But the last expression is just another beta distribution, so the posterior can be expressed as,

\[\theta \vert x \sim \text{Beta}(\alpha + c_v, \beta + c_p)\]

This is also why beta is a conjugate prior for the binomial distribution, since the posterior is also a beta distribution. We won’t go into more details here, but the posterior predictive distribution is then a beta-binomial distribution.

What prior can we choose? Well if we are interested in testing the posterior \(p(\theta<0.4117647 \vert x)\), we can set the prior beta distribution such that the mean is this value. That is indeed what Pfizer/BioNTech have done - the prior used was Beta(0.700102, 1), so the mean is 0.700102/(0.700102+1) ≈ 0.4118.

Now to calculate the posterior \(p(\theta<0.4117647 \vert x)\), this is simply the CDF of the posterior beta distribution up to 0.4117647. In actual clinical trial results (as opposed to the clinical design), there may be slight differences in surveillance times between vaccinated and placebo groups and this can be account for. Namely, \(p(\text{VE} > 0.3 \vert x)\) is equivalent to \(p(\theta < \frac{r(1-0.3)}{1+r(1-0.3)} \vert x)\).

The 95% credible interval can be obtained via calculating the posterior probabilities at the 2.5th and 97.5th percentile. The lower/upper bound \(\theta\) can then be used to derive the upper/lower bound VE values (with surveillance time adjustment using \(r\)).

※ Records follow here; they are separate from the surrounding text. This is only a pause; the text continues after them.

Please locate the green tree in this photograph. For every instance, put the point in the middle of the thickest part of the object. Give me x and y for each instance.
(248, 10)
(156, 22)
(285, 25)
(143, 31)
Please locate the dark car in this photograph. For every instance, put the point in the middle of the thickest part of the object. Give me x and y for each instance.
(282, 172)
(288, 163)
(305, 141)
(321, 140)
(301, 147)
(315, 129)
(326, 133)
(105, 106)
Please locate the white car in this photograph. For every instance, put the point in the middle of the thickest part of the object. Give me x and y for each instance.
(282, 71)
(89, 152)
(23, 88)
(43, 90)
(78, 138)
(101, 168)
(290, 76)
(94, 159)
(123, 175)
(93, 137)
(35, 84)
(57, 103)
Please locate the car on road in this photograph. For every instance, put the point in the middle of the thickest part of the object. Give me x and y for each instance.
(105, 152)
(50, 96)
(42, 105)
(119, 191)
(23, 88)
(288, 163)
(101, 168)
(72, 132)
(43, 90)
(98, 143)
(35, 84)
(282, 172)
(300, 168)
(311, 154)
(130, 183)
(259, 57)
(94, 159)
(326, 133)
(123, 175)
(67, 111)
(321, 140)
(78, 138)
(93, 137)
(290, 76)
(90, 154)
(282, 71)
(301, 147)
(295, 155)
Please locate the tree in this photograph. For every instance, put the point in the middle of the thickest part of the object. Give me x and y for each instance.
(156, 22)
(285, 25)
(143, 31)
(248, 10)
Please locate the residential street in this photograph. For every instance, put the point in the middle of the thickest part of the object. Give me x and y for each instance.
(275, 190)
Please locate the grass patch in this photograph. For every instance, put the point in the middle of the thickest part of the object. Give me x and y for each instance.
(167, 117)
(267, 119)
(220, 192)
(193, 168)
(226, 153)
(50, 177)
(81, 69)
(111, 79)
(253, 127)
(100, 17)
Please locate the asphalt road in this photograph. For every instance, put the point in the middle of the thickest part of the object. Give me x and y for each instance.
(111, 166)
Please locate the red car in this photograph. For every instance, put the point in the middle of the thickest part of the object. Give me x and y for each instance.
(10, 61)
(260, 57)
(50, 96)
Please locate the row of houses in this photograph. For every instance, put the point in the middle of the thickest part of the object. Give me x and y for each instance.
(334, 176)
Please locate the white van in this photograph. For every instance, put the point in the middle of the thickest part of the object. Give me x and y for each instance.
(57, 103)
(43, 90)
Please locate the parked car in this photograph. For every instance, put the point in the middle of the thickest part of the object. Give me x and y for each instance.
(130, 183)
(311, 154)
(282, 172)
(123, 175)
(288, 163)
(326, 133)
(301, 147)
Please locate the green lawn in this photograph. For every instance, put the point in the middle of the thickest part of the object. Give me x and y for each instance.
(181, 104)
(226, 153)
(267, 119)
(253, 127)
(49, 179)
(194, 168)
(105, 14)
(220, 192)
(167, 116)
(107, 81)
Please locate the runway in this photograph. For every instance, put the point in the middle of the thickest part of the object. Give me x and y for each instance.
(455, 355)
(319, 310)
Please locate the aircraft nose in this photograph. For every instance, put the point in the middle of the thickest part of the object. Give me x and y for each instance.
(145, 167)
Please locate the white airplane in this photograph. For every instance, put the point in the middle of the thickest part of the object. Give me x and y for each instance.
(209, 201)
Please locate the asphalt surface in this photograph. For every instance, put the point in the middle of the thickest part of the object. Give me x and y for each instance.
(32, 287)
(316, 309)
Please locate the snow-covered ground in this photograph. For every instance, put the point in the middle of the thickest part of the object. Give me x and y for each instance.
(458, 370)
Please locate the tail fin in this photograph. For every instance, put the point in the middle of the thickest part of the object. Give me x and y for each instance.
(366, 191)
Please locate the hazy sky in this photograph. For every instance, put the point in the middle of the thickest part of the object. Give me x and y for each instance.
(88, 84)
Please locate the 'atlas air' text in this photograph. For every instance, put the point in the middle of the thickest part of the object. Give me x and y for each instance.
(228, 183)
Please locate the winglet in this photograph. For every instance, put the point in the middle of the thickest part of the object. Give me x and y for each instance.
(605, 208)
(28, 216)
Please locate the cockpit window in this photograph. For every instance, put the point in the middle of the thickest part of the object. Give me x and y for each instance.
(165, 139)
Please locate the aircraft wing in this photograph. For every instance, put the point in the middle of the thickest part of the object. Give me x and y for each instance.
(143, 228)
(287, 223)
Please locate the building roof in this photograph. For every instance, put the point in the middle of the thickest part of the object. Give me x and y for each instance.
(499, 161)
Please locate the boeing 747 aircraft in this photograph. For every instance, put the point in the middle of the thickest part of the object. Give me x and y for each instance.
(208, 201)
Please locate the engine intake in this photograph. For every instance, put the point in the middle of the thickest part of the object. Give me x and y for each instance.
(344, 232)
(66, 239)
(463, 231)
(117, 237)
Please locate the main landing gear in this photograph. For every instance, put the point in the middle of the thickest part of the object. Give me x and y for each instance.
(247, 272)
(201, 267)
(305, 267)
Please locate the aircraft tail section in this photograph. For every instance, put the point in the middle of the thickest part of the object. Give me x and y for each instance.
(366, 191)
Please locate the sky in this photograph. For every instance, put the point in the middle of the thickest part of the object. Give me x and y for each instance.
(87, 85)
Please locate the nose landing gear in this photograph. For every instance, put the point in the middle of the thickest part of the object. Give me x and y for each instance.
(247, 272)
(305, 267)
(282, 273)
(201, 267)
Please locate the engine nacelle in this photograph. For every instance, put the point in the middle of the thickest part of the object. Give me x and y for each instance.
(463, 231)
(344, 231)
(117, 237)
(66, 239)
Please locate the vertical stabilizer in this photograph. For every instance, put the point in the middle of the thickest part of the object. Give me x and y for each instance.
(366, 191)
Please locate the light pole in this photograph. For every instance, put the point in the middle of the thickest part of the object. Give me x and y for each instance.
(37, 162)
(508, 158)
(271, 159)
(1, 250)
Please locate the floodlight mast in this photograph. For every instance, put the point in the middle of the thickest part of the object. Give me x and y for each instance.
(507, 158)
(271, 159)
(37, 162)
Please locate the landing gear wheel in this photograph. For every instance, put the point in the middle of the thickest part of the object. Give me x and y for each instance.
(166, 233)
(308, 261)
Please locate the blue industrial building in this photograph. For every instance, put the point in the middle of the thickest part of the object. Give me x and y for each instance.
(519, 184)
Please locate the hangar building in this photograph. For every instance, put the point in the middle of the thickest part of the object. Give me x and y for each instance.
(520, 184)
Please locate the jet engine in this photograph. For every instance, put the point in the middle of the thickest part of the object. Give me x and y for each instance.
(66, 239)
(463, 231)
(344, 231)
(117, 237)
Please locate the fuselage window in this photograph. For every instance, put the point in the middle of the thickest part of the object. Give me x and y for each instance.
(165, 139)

Before moving to the next section, we will just explore the effects of different \(\theta\) values on the likelihood and posterior, using the prior we’ve discussed. As an example, we will set 150 total cases, and vary the number of observed cases in the vaccinated group.

import numpy as np
import scipy.stats as st
import matplotlib.pyplot as plt

c_vs = np.array([10, 25, 50, 75]) # no. cases in vaccinated group
c_ps = 150 - c_vs # no. cases in placebo group
a = 0.700102 # param a in prior
b = 1 # param b in prior

fig,ax = plt.subplots(1,3, figsize=(15,5))
plt.subplots_adjust(wspace=0.3)
t = np.linspace(0, 0.7, 200) # theta values

prior_plotted = False
for c_v, c_p in zip(c_vs, c_ps):
    a_p = a + c_v # param a in posterior
    b_p = b + c_p # param b in posterior

    # prior
    if not prior_plotted:
        y_prior = st.beta.pdf(t, a, b)
        ax[1].plot(t, y_prior, c='k')
        ax[1].set(title=f'Prior ~ Beta({a},{b})', xlabel=r'$\theta$', ylabel=r'p($\theta$)')
        prior_plotted = True # just need to plot prior once

    # likelihood
    y_lik = st.binom.pmf(c_v, c_v+c_p, t)
    ax[0].plot(t, y_lik)
    ax[0].set(title='Likelihood', xlabel=r'$\theta$', ylabel=r'p(x|$\theta$)')

    # posterior
    y = st.beta.pdf(t, a_p, b_p)
    ax[2].plot(t, y)
    ax[2].set(title='Posterior', xlabel=r'$\theta$', ylabel=r'p($\theta$|x)')

We see the following,

We do not observe the prior having a large influence in our estimations of \(\theta\). On the other hand, if we choose another vastly different prior, e.g. Beta(20, 0.5), we see our posterior estimations are much more influenced by the prior.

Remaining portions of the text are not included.